39 best management ideas

Establish a clear set of values

Simon Hay, CEO, dunnhumbyUSA

Simon Hay’s key to a successful culture
includes establishing a core set of values.
Creating these values and making them an
integral part of the culture shapes the way
employees work and interact each day and
also helps them better understand the company and its culture.

“Values tend to get overlooked,” the CEO
of dunnhumbyUSA says. “So find out what
are the things that differentiate you,
describe what’s important to you and your
employees, and what they can act upon.”

Talk with employees and clients about
what they see in you. Hay, who was featured in the June edition of Smart Business,
got feedback from external partners, clients
and employees to determine the company’s
values. He says getting feedback from others was the best way to find out what made
dunnhumby, a relevance marketing company, different from others.
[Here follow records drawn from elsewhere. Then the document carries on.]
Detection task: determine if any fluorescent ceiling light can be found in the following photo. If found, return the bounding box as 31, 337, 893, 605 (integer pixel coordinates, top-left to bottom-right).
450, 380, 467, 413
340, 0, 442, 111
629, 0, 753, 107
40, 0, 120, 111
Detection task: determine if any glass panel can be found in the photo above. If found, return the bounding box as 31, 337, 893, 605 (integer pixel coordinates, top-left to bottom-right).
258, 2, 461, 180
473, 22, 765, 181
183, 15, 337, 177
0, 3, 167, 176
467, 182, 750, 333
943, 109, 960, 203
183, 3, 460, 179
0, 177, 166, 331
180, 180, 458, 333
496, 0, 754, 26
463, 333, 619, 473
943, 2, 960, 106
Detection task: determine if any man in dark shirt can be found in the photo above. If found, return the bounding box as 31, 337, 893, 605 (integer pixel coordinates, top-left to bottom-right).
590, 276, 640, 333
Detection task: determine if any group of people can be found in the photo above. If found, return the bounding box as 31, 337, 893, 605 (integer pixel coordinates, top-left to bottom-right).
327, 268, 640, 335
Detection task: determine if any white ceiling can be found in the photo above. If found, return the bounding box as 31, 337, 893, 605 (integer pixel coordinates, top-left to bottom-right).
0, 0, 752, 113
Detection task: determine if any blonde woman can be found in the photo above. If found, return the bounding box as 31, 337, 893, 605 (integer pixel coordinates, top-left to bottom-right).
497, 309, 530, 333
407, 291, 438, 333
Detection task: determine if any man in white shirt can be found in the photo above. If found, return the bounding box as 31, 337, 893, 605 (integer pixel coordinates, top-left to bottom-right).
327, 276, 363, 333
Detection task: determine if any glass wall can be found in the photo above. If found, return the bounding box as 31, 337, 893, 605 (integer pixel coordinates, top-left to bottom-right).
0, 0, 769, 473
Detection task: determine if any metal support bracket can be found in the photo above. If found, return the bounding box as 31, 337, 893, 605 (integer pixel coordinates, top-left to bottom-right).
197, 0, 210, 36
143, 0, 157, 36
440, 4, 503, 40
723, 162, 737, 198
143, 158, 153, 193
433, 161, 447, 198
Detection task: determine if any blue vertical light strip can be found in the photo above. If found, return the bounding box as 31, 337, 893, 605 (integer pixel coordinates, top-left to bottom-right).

Once you have that information, summarize
it into the few things that define your company and are believable, realistic and truthful.

“If your employees look at your values
and go, ‘I’ve never seen that here,’ obviously
there’s no connection between your aspiration and reality,” Hay says. “Values have to
be recognizable and inspirational, something that people believe and are important
to the organization.”

The values also need to be simple and relevant for employees to understand them.

“Sometimes, there is a tendency to list 10 or 12 things, but if you don’t distill
them down, how are people going to
remember them well enough to act on
them?” Hay says.

Once you have the values in place, you
need to communicate them so your
employees understand them and live them
each day.

Regardless of how you try to integrate
your values into your culture, be consistent.

“Values are something we talk about every
day, they’re not rolled out for the annual
business presentation and put away in a
cupboard for the rest of the year,” Hay says.
“You’ve got to continually highlight great
examples of people living those values,
reward those people, and consistently communicate (those values) so that they
absolutely, 100 percent become embedded
in everyone’s daily thoughts and actions.”